I’ll admit it. I was very very introverted this winter, and now as the flowers are opening, and the trees are starting to bloom, and leaf out, I’m starting to bloom a little too. It was a hard winter. We moved. Tommy is putting in long hours at work and doing a ton of personal career advancement work. If I’m being honest (and I am) it’s been pretty rocky.
The girls are on spring break this week, and even though there is no sign of our hectic pace slowing down, I’m just feeling great…after a longish stint of not feeling great.
I’ve been mulling over how to post something about this tough time…so far I’ve come up short, but I’m determined to get it out. I’m usually completely content with my role. I like being the background, rather than being front and center. It’s uncomfortable for me to be in front of many people or to get too much attention.
I suppose that’s one of the reasons I married an extrovert. We compliment each other well. However, when I see him struggle, like now when he is working so hard to advance his career, and I can’t do much of anything about it…I tend to move in a million directions. It’s hard to explain. I feel pulled to help him research or then I think that what I need to do is get a job so that I can help support the family financially to take stress off of him, and then I think that actually that would just bring about different stress. So I think I should start a business on the side. Or maybe I should just focus on keeping the house going really really well so that he doesn’t have to worry about chores, etc.
That uncertainty and questioning of my role is only part of it. There’s a darker, murkier aspect. I’m also jealous of him. While at the same time not wanting to trade places. What he does is visible to others. Not only is it visible, but it gets compensated. People notice him as a professional. People actually ask him about his work. No one asks about mine…aside from other stay at home moms. Some days feel like I might be trapped in a never ending cycle of kids wanting things from me. Those are not fun days.
Being the support person means that so much of what you do is only noticed in relationship to what doesn’t get done. I doubt anyone notices that I carefully brush and put my girls’ hair up every single morning. But I’ve had people rudely comment about a child with a tangle in the back of their hair. Certainly no one can see that I have cleaned the toilet twice in one day. But anyone using the bathroom would notice, with disgust, the evidence of a filthy throne. No one notices clean dishes…only the absence of them. So much of what I do on a day to day basis is absolutely and utterly invisible. And sometimes, not all the time, but sometimes that’s painful.
Why do I even care what others think or notice? There is intrinsic value in raising children. There is value in doing all the background work to keep this family afloat. It’s just hard to see that through poopy diapers, afternoons spent nursing, mop water, and chauffeur service.
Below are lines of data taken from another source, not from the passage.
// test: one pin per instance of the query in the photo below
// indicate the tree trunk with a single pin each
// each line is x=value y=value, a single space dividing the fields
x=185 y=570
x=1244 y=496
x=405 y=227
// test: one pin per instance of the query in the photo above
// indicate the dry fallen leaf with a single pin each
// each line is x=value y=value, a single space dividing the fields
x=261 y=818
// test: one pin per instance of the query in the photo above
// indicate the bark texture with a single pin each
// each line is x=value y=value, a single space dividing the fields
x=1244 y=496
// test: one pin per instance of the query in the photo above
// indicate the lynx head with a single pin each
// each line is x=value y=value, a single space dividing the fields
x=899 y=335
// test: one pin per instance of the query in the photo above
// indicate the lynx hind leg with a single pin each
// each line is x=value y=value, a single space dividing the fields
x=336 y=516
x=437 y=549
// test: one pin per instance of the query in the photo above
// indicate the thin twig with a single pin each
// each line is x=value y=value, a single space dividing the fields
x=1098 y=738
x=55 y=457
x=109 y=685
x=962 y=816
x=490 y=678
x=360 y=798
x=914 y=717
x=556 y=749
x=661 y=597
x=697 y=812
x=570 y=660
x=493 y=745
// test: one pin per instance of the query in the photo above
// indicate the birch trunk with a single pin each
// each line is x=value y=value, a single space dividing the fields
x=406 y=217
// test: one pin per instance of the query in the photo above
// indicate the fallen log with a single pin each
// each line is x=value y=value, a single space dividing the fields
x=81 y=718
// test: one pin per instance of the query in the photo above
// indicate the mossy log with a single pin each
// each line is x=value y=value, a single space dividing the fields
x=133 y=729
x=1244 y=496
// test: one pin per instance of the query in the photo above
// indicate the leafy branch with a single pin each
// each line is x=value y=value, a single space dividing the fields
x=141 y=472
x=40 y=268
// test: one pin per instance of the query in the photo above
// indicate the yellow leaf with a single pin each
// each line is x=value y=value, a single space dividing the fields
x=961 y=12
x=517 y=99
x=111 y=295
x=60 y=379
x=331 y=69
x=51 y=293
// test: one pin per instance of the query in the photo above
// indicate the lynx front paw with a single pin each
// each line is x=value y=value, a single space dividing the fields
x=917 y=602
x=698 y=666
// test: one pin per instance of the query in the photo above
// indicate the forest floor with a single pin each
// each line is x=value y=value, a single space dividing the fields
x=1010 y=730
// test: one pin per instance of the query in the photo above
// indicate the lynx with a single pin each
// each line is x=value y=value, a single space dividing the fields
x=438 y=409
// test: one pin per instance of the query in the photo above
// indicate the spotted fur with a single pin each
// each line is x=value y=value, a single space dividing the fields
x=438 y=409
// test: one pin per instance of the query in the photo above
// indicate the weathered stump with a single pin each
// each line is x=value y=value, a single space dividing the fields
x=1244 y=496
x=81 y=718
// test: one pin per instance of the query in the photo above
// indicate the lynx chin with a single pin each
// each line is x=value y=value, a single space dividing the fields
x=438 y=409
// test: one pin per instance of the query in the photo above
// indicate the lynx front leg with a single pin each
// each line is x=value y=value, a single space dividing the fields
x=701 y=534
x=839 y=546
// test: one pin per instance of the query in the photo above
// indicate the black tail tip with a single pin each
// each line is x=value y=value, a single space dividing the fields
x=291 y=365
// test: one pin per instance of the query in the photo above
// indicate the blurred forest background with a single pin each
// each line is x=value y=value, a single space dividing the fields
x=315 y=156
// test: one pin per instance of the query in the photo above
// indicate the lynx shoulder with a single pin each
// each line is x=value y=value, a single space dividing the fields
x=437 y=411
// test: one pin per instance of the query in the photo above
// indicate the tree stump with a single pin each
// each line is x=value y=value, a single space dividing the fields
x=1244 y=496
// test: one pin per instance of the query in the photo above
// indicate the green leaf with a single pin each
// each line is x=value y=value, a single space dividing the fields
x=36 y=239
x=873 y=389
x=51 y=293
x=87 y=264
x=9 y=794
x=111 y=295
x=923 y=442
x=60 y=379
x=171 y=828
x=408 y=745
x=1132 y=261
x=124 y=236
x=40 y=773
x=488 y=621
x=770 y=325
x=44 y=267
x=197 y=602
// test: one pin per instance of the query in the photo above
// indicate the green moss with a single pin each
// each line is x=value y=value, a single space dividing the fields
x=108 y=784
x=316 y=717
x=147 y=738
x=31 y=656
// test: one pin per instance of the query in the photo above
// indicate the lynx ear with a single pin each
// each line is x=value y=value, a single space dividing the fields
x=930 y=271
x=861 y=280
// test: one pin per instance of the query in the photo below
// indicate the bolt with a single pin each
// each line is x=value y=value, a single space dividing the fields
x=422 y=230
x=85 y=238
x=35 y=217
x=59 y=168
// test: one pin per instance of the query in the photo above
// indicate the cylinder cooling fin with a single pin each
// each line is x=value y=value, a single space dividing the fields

However, lately it feels like maybe I’m turning a corner. I’m on a roll. I’ve been catching up on bill paying and budget planning this last week. Finances are tight, but we’ve weathered that storm many times before. Today feels joyful.
I’ve come up with a new laundry system for myself, and my day feels a lot less like endless piles of laundry…In fact, I mentioned to a friend recently that I think I may have conquered laundry. It’s been a month without an underwear or towel crisis. I’d love to share more about that in a future post if anyone is interested.
We’re eating good home-cooked meals on the regular.
I’ve been seeing and talking to more friends lately.
The kids got along great today.
Today my work feels valuable. That’s a lot to be grateful for. It isn’t always the case.
What do your dark moments look like? How do you turn it around?